The court ruled against some of the objections, but also ruled against Kaphale occasionally, and in intense exchanges, there were heated moments where Kaphale accused Chilenga of both over protecting his client, obstructing justice.
“Do people realise these are very important proceedings and we must unravel the truth? Unless the question is immaterial, I would not have asked the question. May I formally complain against counsel Chilenga, he is getting into my way of questioning,” said Kaphale.
At one point, Chikosa Silungwe, another lawyer representing Chilima reprimanded Kaphale for getting emotional in the course of his questioning.
In some instances people in the court showed displeasure at perceived arrogance by Kaphale by booing the AG. This prompted Justice Madise to issue a stern warning to the gallery.
“If it happens again, we would not hesitate to clear the court,” warned the judge.
Kaphale, who asked Chilima to bring several documents to court on Monday afternoon when court resumes, told journalists after the hearing, he could not be drawn to comment on any timeframes, saying he doesn’t want time-frames to jeopardise delivery of justice.
The AG said he has not counted the number of witnesses he will call upon to testify, saying they were numerous.

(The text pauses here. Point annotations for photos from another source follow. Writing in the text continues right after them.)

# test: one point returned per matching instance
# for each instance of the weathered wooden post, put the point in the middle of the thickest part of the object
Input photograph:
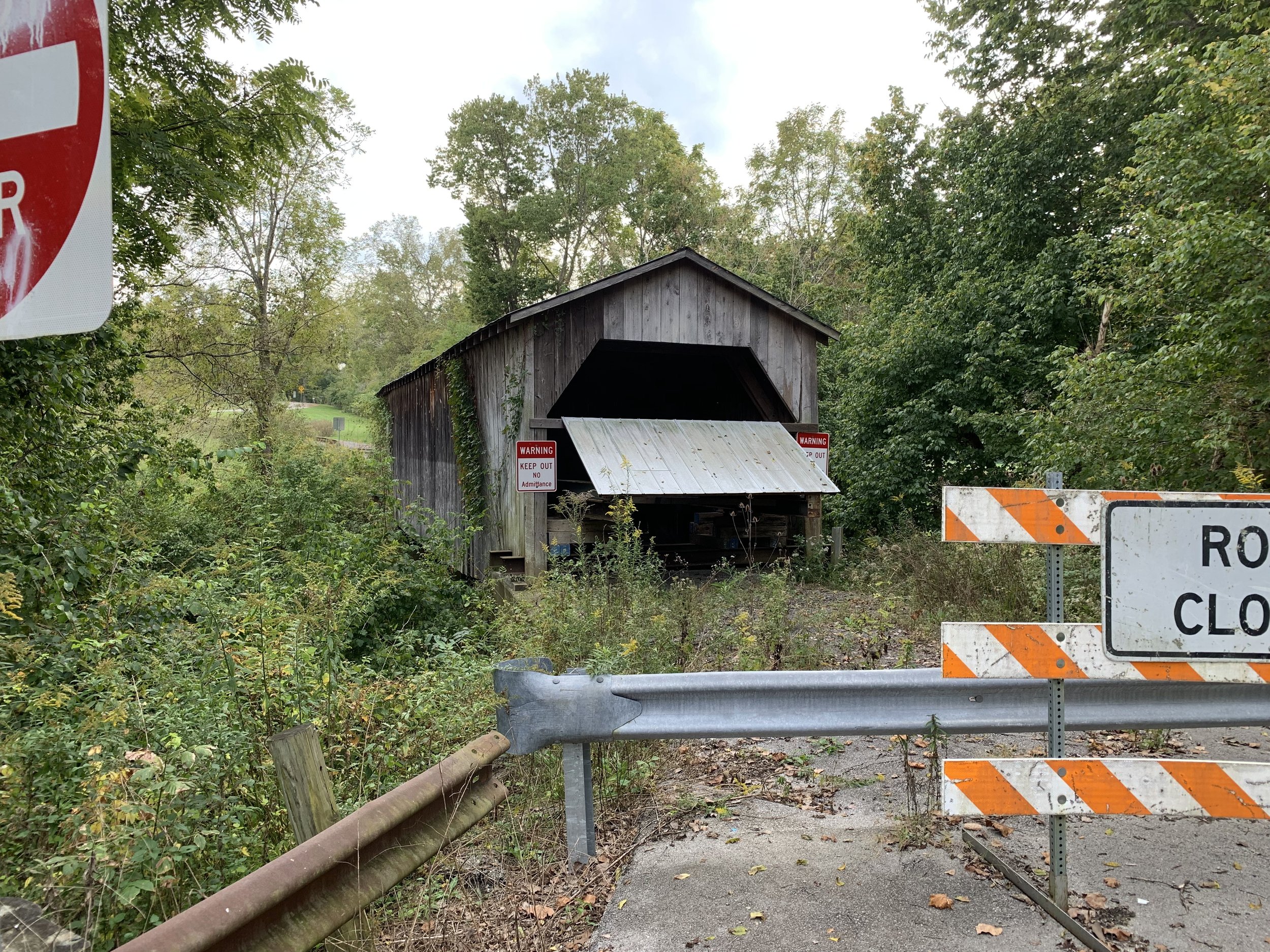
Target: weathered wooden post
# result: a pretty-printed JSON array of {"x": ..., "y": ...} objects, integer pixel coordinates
[
  {"x": 311, "y": 809},
  {"x": 813, "y": 523}
]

“I am almost done with the preliminaries which I was cross-examining him on. I don’t know any time-frames set by the court, what the court said is that it will be sitting in tranches of 12 days. As you have rightly observed, this is a hybrid of an electoral case and a constitutional matter, at the end of the day, the court will have to decide on facts,” he explained.
When Chilima walked out of court, he did not want to take questions, but told Weekend Nation he was “fine” after hours of grilling.
Khumbo Soko, one his lawyers, said it was too early in the case to make any calls on how the case was going, but said the UTM candidate’s team was mindful of the need to control cross-examination.
Soko said Chilima has 40 witnesses.
The case is being broadcast live on radio and is happening amid a huge political impasse following the disputed elections in May, which saw President Peter Mutharika re-elected.